Bringing Bukit Brown's history to life for the young

Efforts by volunteers, educators help students appreciate historical site

Once upon a time, it was only heritage and nature buffs who visited. But in recent years, Bukit Brown cemetery has been attracting a younger crowd.

The historical site popped up on the public radar after plans to build a highway cutting through it were announced in 2011.

Since then, more than 20 secondary schools, junior colleges and polytechnics have organised trips for students, guided by tomb explorer Raymond Goh and other volunteers.

In March, 450 Raffles Girls' School students visited the cemetery. "We wanted them to experience Bukit Brown, rather than hear and read about it," said teacher Regina Lee, 46.

Student Angelia Lau, 16, who was there for the first time, said: "The number of enthusiasts in Singapore who would go out of their way to educate others about what they are passionate about heartens me."

Temasek Junior College took 54 young people to the cemetery in May. Vice-principal Samuell Ang said the tour was an opportunity for students to "see the connections between issues discussed in lessons and the on-going preservation efforts of Bukit Brown".

In language arts and humanities classes, students learn about the effects of urbanisation on the environment through literary texts. After the tour, they are encouraged to write poems about history and memories.

"The learning journey really taught me how to appreciate our culture and roots as I never knew there was so much significance behind every tombstone," said student Caleb Chia, 16.

The cemetery has also attracted people from outside Singapore.
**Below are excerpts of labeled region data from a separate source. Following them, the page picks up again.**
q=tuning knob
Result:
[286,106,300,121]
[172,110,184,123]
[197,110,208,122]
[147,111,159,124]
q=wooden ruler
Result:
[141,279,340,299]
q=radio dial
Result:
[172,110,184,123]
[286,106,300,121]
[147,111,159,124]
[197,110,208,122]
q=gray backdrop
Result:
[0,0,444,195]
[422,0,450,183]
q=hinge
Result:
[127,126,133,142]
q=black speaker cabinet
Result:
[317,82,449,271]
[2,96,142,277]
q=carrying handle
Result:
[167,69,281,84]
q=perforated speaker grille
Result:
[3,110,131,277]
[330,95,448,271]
Last month, Mr Goh gave a tour to 30 students who were here for a three-week summer programme at the Future Cities Laboratory, which researches urban planning.
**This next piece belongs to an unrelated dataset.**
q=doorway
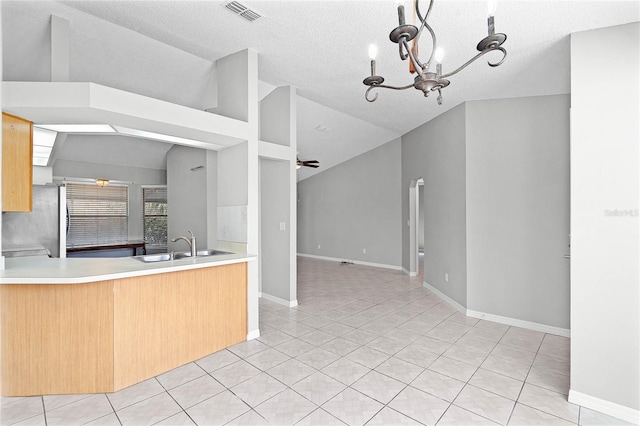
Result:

Among them was 30-year-old Tomas Janusas, an architecture and city planning graduate from the University of California, Berkeley, who is doing his master's in the same subject in September. "It is one of the most emotionally, spiritually and historically charged places in Singapore I have visited so far," he said.

Some students have chosen to "document" the cemetery through projects.
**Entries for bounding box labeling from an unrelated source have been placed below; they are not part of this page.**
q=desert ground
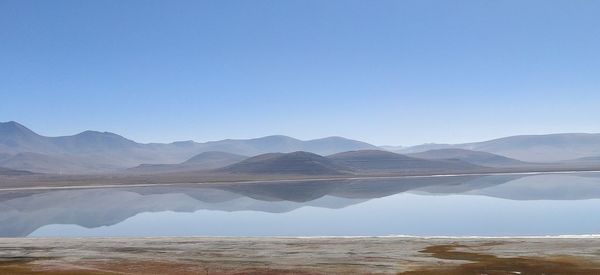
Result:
[0,237,600,275]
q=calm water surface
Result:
[0,173,600,237]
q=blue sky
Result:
[0,0,600,145]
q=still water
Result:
[0,173,600,237]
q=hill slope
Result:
[127,151,248,173]
[398,134,600,162]
[220,151,350,175]
[327,150,480,172]
[407,149,527,167]
[0,121,376,174]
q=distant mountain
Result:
[407,149,528,167]
[127,151,248,173]
[0,121,376,174]
[397,134,600,162]
[564,156,600,165]
[0,152,115,174]
[327,150,481,172]
[0,167,34,176]
[200,135,377,156]
[220,151,350,175]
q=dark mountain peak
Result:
[53,131,139,153]
[248,135,301,144]
[328,150,410,160]
[409,148,527,167]
[223,151,350,175]
[0,121,39,136]
[171,140,196,147]
[183,151,247,164]
[328,150,478,171]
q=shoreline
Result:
[0,236,600,275]
[0,170,600,192]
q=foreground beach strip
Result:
[0,237,600,275]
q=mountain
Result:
[220,151,350,175]
[0,121,376,174]
[127,151,248,173]
[0,152,115,174]
[0,167,34,176]
[407,149,528,167]
[200,135,377,156]
[397,134,600,162]
[327,150,481,172]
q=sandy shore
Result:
[0,237,600,275]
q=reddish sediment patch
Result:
[398,243,600,275]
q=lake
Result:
[0,172,600,237]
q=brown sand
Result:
[0,237,600,275]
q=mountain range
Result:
[0,121,600,175]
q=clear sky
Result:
[0,0,600,145]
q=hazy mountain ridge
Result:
[396,133,600,162]
[0,122,600,174]
[407,149,532,167]
[127,151,248,173]
[328,150,482,171]
[0,121,377,174]
[221,151,350,175]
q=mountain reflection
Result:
[0,173,600,237]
For instance, Mr Goh was one of the interviewees in an 18-minute documentary produced last year by three former Nanyang Technological University students from the Wee Kim Wee School of Communication and Information - Mr Pedro Shiu, Ms Janie Chee and Ms Siti Nurbaya Rameh.

Mr Goh, 49, a regional director of a health-care company, has been conducting tours at the cemetery for the public since 2007.

He said he is glad younger people are showing an interest in the site. "It is where they learn things in an authentic setting, things that history textbooks don't say."